This is the same sort of problem I’ve mentioned previously but I have investigated a bit further now.
Normally I start off investigating obvious network errors (eg ping < 100 bytes works but ping >= 100 bytes doesn’t) with tools like tcpdump and wireshark, looking for errors that way. In this case though, the ESP (ip proto 50) packets never show up in wireshark, which says to me that the cisco vpn driver grabs them at a fairly low level in the network stack.
My driver often receives packets from xen with the eth+ip(+udp/tcp/etc) header in one buffer and the rest of the data in another. Is it possible that cisco vpn (testing with latest version) simply cannot handle packets with more than one attached buffer? Do other network adapters never do this? I see under Linux that packets appear to come from the hardware like this indicating that the hardware is doing header/data split, but maybe they never split non-tcp/udp packets.
I’m really hoping that it’s just something else dumb I’m doing but I can’t think what.
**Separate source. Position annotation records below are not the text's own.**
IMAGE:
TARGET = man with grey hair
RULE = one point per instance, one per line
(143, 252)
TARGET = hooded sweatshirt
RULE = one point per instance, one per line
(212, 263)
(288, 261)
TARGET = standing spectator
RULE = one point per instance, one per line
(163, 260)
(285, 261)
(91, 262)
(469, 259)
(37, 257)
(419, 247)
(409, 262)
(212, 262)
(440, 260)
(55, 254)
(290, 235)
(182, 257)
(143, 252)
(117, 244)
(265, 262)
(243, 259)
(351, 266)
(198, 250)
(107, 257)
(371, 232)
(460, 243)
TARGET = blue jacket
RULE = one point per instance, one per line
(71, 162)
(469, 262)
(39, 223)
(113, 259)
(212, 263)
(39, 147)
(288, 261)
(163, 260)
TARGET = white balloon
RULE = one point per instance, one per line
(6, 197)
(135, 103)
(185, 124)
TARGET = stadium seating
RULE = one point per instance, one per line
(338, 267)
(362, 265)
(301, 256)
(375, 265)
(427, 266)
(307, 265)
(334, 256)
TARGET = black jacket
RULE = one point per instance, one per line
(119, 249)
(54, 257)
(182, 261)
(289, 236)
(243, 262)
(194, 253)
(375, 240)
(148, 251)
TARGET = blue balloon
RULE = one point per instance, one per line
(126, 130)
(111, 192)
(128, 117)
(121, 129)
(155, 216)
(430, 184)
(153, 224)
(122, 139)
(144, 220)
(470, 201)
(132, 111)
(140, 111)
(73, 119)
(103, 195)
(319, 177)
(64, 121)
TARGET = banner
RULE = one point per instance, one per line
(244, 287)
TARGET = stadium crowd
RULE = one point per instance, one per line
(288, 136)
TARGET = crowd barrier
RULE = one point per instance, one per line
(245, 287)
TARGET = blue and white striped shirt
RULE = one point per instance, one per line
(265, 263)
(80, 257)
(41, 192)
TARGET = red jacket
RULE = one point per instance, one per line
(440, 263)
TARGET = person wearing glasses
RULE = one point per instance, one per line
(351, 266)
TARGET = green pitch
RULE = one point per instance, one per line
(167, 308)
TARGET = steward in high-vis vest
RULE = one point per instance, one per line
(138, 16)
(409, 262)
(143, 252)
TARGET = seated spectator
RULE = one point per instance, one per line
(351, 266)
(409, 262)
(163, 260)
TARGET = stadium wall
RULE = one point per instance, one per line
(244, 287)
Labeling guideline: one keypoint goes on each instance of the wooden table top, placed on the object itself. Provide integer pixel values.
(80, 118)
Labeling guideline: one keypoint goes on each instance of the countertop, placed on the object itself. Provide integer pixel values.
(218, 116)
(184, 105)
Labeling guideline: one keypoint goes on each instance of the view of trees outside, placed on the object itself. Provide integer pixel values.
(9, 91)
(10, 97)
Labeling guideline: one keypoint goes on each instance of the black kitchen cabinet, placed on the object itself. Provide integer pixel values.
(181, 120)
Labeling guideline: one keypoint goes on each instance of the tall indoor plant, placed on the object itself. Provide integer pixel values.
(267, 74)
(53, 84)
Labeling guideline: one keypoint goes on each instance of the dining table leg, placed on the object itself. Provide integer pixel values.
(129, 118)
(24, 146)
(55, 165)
NDISTest doesn’t tell me anything is wrong.
I won’t be able to support packets > 4096 bytes if cisco vpn can’t handle the split either, although I suspect that jumbo frames end-to-end between the vpn client and the concentrator would be an unlikely scenario.
I’m testing with NDIS5 under 2003 but have been told that the same problem exists with my NDIS6 driver, which would make sense as the cisco vpn client is fundamentally the same afaik.
Any suggestions appreciated, especially someone who can tell me authoritatively that cisco vpn cannot handle packets than span more than one buffer!